Pasien epilepsi diharuskan mempunyai asuransi kesehatan karena pengobatan dan perawatan memerlukan biaya yang cukup banyak. Pasien epilepsi setidaknya mempunyai BPJS yang berlaku di RS setempat untuk mendapat layanan komprehensif dan memiliki fasilitas rujukan ke RS Pendidikan. Hal ini karena ketersediaan OAE di RS hanya memenuhi kebutuhan OAE lini pertama dan kedua, sedangkan pasien ERO yang sering mengalami kedaruratan dianjurkan mempunyai fasilitas rujukan ke RS Pendidikan di kota terdekat.
Pemantauan pasien epilepsi selama berobat dilakukan melalui buku pendamping anak epilepsi dan aplikasi pemantauan epilepsi. Divisi Neurologi KSM Anak RSCM-FKUI telah mempunyai Buku Pemantauan Epilepsi Anak dan Aplikasi Pemantauan Epilepsi untuk memantau frekuensi kejang, kepatuhan minum OAE, dan kualitas hidup pasien epilepsi anak.
Selain memengaruhi kualitas hidup pasien, epilepsi juga memengaruhi keterbatasan orang tua dalam ranah fungsi sosial dan kesehatan mental. Oleh karena itu, orang tua pasien disarankan bergabung dengan Ruang Peduli Epilepsi Anak Indonesia (RPEAI) yang memfasilitasi orang tua untuk bertanya atau meminta pertimbangan dari dokter spesialis serta tim ahli demi pengobatan anak yang lebih tepat.
Berkat temuan ini, Prof. Dr. dr. Irawan Mangunatmadja, Sp.A(K) berhasil dikukuhkan menjadi Guru Besar Tetap dalam Bidang Ilmu Kesehatan Anak, Fakultas Kedokteran Universitas Indonesia, pada Sabtu (11/2). Prosesi pengukuhan guru besar ini dipimpin oleh Rektor UI, Prof. Ari Kuncoro, S.E., M.A., Ph.D., di Aula Imeri, Kampus UI Salemba.
Turut hadir dalam pengukuhan tersebut, Menteri Kesehatan Republik Indonesia, Ir. Budi Gunadi Sadikin, CHFC, CLU.; Juru Bicara Kementerian Kesehatan RI dan Direktur Utama RSUP Sulianti Saroso, dr. Mohammad Syahril, Sp.P, MPH.; Plt.

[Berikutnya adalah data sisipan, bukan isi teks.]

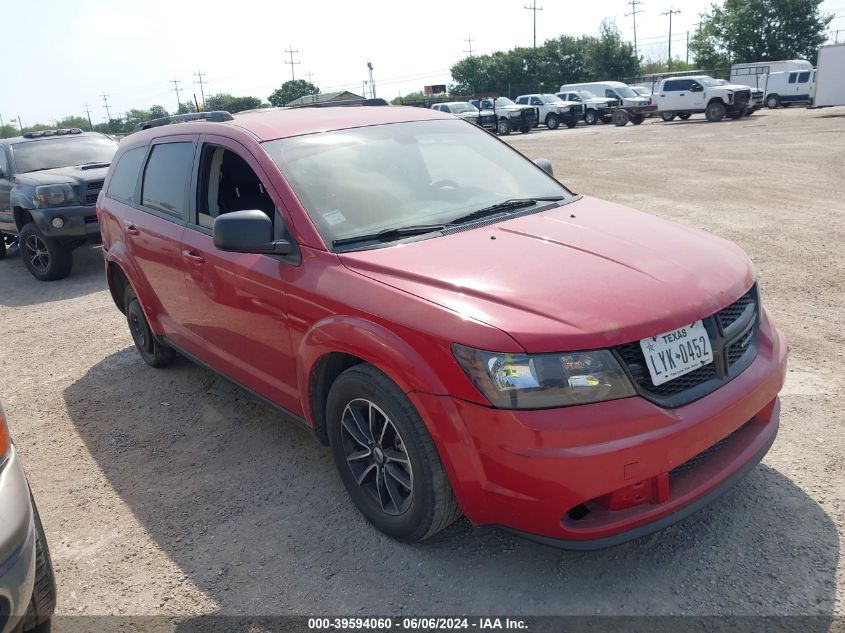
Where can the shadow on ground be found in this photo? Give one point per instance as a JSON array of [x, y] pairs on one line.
[[252, 511], [19, 288]]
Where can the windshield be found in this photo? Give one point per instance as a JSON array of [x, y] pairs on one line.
[[63, 151], [365, 180], [458, 108], [626, 92]]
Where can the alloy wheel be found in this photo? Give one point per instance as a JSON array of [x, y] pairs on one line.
[[377, 457]]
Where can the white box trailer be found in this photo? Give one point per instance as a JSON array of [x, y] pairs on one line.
[[830, 77]]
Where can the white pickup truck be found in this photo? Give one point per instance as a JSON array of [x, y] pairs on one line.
[[684, 96]]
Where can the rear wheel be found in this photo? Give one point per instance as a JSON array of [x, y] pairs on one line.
[[43, 601], [154, 353], [47, 259], [715, 112], [386, 457]]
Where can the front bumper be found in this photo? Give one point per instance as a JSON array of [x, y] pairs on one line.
[[587, 477], [17, 544], [78, 222]]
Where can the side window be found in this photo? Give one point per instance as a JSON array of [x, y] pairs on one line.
[[227, 183], [166, 178], [125, 175]]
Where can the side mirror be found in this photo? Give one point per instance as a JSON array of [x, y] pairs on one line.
[[248, 232], [545, 165]]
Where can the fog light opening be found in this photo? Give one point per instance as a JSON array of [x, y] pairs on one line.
[[578, 512]]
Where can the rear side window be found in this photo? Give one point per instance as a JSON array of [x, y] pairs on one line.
[[166, 178], [125, 175]]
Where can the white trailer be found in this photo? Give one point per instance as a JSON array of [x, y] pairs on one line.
[[750, 74], [830, 78]]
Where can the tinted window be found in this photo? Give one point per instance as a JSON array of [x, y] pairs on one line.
[[125, 174], [166, 178]]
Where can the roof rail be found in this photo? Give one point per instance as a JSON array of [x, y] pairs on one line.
[[217, 115], [59, 132], [345, 102]]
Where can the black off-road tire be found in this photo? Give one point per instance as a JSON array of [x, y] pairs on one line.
[[154, 353], [47, 259], [715, 112], [43, 601], [432, 506]]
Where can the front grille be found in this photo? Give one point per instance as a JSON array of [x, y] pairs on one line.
[[92, 190], [730, 356]]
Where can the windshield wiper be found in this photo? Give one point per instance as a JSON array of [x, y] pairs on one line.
[[507, 205], [389, 235]]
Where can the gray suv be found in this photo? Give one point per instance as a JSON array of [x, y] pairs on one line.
[[27, 584]]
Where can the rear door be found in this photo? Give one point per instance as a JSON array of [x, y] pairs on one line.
[[151, 227], [239, 318]]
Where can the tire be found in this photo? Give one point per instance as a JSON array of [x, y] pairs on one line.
[[363, 405], [621, 118], [45, 258], [154, 353], [715, 112], [43, 601]]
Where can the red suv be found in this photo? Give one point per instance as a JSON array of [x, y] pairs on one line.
[[465, 333]]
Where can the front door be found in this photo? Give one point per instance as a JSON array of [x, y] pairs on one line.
[[239, 323]]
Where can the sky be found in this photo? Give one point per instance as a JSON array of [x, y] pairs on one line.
[[65, 54]]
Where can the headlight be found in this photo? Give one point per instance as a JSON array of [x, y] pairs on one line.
[[55, 195], [5, 440], [542, 381]]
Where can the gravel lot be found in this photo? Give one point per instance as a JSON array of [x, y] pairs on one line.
[[174, 492]]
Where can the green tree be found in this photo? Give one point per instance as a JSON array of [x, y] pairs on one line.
[[743, 31], [225, 101], [292, 90]]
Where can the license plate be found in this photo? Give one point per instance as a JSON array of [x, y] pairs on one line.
[[676, 353]]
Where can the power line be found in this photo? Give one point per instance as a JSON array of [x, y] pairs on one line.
[[292, 63], [633, 13], [199, 75], [534, 8], [176, 83], [106, 104], [670, 13]]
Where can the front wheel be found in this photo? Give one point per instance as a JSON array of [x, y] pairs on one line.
[[386, 458], [47, 259]]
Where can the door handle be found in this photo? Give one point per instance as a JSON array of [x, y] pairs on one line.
[[192, 257]]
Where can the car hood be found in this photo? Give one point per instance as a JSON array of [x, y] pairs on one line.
[[583, 275], [60, 175]]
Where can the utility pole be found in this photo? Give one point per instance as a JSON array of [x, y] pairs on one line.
[[88, 112], [199, 75], [106, 104], [670, 13], [176, 83], [633, 13], [292, 63], [534, 8]]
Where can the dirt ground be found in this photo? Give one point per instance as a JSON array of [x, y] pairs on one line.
[[174, 492]]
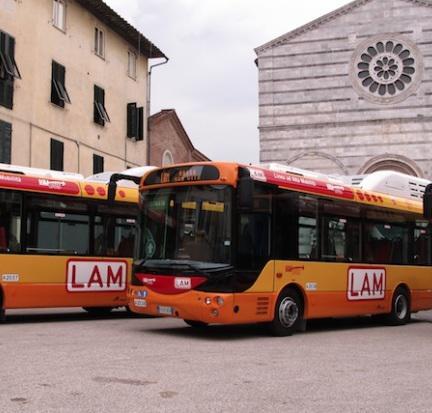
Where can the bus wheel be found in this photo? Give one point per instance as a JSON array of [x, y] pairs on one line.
[[401, 312], [288, 315], [98, 310], [195, 324]]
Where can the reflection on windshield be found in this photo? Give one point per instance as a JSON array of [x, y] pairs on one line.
[[187, 223]]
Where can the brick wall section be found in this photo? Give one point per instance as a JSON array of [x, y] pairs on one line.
[[167, 133], [310, 114]]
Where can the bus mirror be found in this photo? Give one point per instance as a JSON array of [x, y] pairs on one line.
[[427, 202], [245, 192], [112, 186]]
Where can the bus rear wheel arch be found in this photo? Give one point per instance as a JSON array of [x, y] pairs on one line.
[[288, 313], [98, 311], [195, 324], [401, 307]]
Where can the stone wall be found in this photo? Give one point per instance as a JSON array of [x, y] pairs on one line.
[[315, 111]]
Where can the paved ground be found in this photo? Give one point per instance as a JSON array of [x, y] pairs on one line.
[[65, 361]]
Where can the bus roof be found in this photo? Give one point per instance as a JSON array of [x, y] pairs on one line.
[[51, 182], [298, 180]]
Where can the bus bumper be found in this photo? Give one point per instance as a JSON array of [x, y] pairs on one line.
[[211, 308]]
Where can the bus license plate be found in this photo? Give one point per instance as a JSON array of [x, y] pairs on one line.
[[162, 309]]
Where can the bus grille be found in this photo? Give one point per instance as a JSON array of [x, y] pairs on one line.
[[263, 305]]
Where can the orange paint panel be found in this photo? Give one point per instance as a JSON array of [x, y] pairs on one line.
[[191, 305], [336, 304], [55, 295], [29, 281]]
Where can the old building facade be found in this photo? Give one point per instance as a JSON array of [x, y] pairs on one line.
[[351, 92], [73, 86], [169, 141]]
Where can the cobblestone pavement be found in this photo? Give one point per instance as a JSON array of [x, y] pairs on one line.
[[66, 361]]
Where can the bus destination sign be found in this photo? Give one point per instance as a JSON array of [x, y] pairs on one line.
[[188, 173]]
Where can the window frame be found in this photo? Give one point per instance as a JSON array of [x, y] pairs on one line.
[[132, 64], [59, 94], [5, 142], [98, 160], [100, 114], [9, 70], [99, 42], [55, 145], [57, 5]]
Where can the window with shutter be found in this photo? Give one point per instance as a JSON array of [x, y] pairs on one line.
[[59, 14], [100, 115], [135, 121], [98, 164], [8, 69], [57, 155], [59, 94], [5, 142]]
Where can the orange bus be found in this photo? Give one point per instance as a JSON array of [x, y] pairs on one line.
[[62, 244], [229, 243]]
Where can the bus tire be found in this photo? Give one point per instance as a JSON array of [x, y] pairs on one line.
[[196, 324], [288, 315], [400, 313], [98, 310]]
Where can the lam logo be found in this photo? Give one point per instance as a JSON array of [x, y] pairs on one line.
[[366, 284], [96, 276]]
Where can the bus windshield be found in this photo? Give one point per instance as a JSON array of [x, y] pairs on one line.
[[190, 223]]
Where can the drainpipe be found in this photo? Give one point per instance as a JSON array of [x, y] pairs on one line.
[[78, 150], [148, 107]]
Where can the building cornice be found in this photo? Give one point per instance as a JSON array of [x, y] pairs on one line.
[[119, 25], [314, 24]]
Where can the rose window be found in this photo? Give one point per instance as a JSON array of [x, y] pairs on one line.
[[385, 70]]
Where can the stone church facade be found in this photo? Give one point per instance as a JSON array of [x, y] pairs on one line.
[[351, 92]]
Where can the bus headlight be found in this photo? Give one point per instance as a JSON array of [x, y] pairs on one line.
[[219, 301]]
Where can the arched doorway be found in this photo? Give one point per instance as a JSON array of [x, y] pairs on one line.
[[390, 162]]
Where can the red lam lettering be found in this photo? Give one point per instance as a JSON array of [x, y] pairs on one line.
[[365, 286], [95, 278], [352, 292], [74, 283], [377, 284], [115, 279]]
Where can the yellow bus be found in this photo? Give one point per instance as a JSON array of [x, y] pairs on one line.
[[62, 244], [228, 243]]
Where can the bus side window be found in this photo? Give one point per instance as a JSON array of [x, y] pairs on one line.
[[10, 221], [114, 231], [422, 243], [254, 241], [307, 227], [66, 222], [386, 238]]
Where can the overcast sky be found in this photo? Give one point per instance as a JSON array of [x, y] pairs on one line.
[[211, 78]]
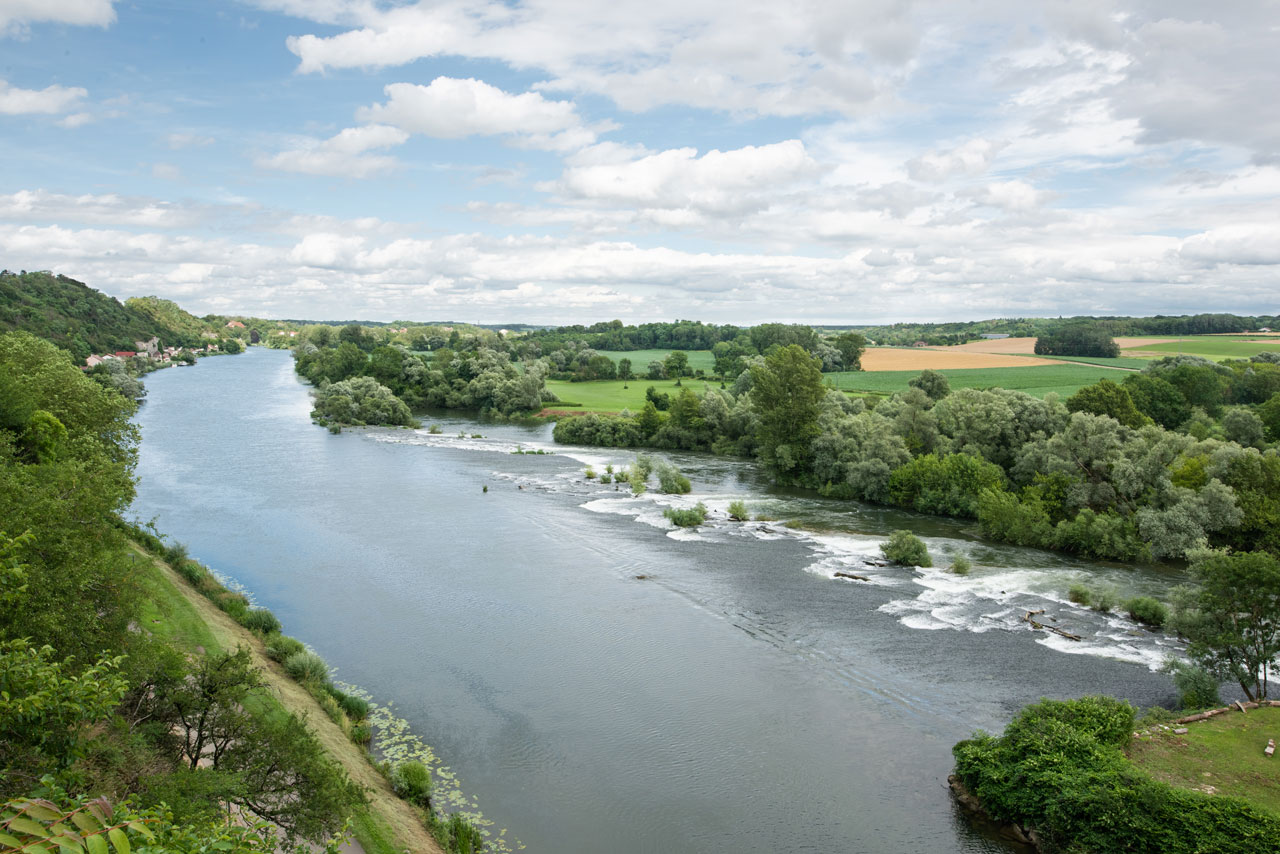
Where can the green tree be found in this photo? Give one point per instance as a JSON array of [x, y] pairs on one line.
[[1107, 398], [850, 346], [677, 364], [1233, 620], [786, 391], [932, 383]]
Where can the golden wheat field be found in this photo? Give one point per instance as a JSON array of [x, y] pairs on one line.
[[944, 359]]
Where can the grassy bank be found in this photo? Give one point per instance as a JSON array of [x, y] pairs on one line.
[[609, 396], [1219, 756], [179, 613]]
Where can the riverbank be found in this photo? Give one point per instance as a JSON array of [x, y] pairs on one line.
[[193, 624]]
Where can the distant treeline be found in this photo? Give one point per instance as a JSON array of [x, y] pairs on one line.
[[83, 320], [940, 334]]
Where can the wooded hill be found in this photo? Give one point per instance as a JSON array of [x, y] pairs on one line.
[[83, 320]]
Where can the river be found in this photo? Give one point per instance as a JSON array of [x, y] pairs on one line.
[[598, 681]]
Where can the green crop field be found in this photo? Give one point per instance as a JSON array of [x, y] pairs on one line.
[[1130, 362], [1224, 752], [1211, 347], [640, 359], [608, 396], [1064, 379]]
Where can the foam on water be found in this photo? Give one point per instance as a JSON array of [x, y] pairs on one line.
[[988, 598]]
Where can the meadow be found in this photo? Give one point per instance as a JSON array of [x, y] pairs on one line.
[[1224, 752], [609, 396], [1208, 346], [640, 359]]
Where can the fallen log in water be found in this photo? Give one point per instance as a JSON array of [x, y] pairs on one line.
[[1036, 624]]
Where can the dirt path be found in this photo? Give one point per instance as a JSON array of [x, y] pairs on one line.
[[400, 817]]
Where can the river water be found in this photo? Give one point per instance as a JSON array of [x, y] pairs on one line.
[[599, 681]]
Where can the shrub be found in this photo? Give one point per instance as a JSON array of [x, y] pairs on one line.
[[192, 571], [643, 466], [906, 549], [306, 667], [260, 620], [176, 555], [671, 482], [1197, 688], [1147, 611], [412, 781], [1060, 768], [355, 707], [691, 517], [1105, 599], [462, 836], [1079, 594], [280, 647]]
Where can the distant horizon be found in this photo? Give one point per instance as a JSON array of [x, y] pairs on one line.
[[548, 160]]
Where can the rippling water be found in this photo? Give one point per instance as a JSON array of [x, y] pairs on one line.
[[600, 681]]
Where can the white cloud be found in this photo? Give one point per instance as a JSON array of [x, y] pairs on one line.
[[49, 100], [753, 56], [452, 109], [17, 14], [343, 155], [973, 158], [677, 178], [1249, 243]]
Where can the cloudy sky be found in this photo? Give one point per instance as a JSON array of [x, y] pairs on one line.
[[576, 160]]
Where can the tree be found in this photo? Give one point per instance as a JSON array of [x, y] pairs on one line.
[[932, 383], [786, 391], [1107, 398], [677, 364], [1233, 620], [851, 346]]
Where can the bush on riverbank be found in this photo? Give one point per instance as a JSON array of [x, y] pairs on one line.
[[689, 517], [906, 549], [1060, 770]]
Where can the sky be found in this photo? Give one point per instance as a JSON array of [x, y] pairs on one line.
[[558, 161]]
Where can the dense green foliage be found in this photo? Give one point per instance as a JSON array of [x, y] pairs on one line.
[[91, 704], [906, 549], [83, 320], [478, 375], [1060, 768], [1233, 617]]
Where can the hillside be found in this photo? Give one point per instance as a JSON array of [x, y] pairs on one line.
[[83, 320]]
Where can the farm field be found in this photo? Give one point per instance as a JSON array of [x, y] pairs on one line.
[[1207, 346], [917, 359], [1129, 362], [640, 359], [1038, 379], [1224, 753], [608, 396]]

Sesditjen Pelayanan Kesehatan, Kementerian Kesehatan RI, dr. Soenarto; Direktur Utama RSCM, dr. Lies Dina Liastuti, SpJP(K), MARS, FIHA.; Guru Besar Departemen Pendidikan Kedokteran FKUI dan Perhimpunan Pengkaji Ilmu Pendidikan Kedokteran Indonesia, Prof. Dr. dr. Retno W. Subaryo, SpKK(K).; serta Advisor and Founder PT Blue Bird sekaligus Ketua MWA UI Periode 2007–2012, dr. H. Purnomo Prawiro.
Prof. Dr. dr. Irawan menyelesaikan Program Dokter Umum FKUI (1984), Program Dokter Spesialis Anak FKUI (1993), dan Doktor Ilmu Kesehatan Anak. Pada 2021, Prof. Dr. dr. Irawan meraih Penghargaan Ikatan Dokter Anak Indonesia AH Markum dalam penulisan ilmiah di majalah Pediatrica Indonesiana. Beberapa karya ilmiah yang dipublikasikan oleh Prof. Dr. dr. Irawan, yaitu Risk Factors Predicting Intractability in Focal Epilepsy in Children Under 3 Years of Age: A Cohort Study (2021); Risk Factors for Drug Resistance in Epileptic Children with Age of Onset Above Five Years: A Case-Control Study (2021); dan The Role of Clinical Diagnostic Criteria for Anti-N-Methyl-D-Aspartate Receptor Encephalitis in Children: A Case Report (2022).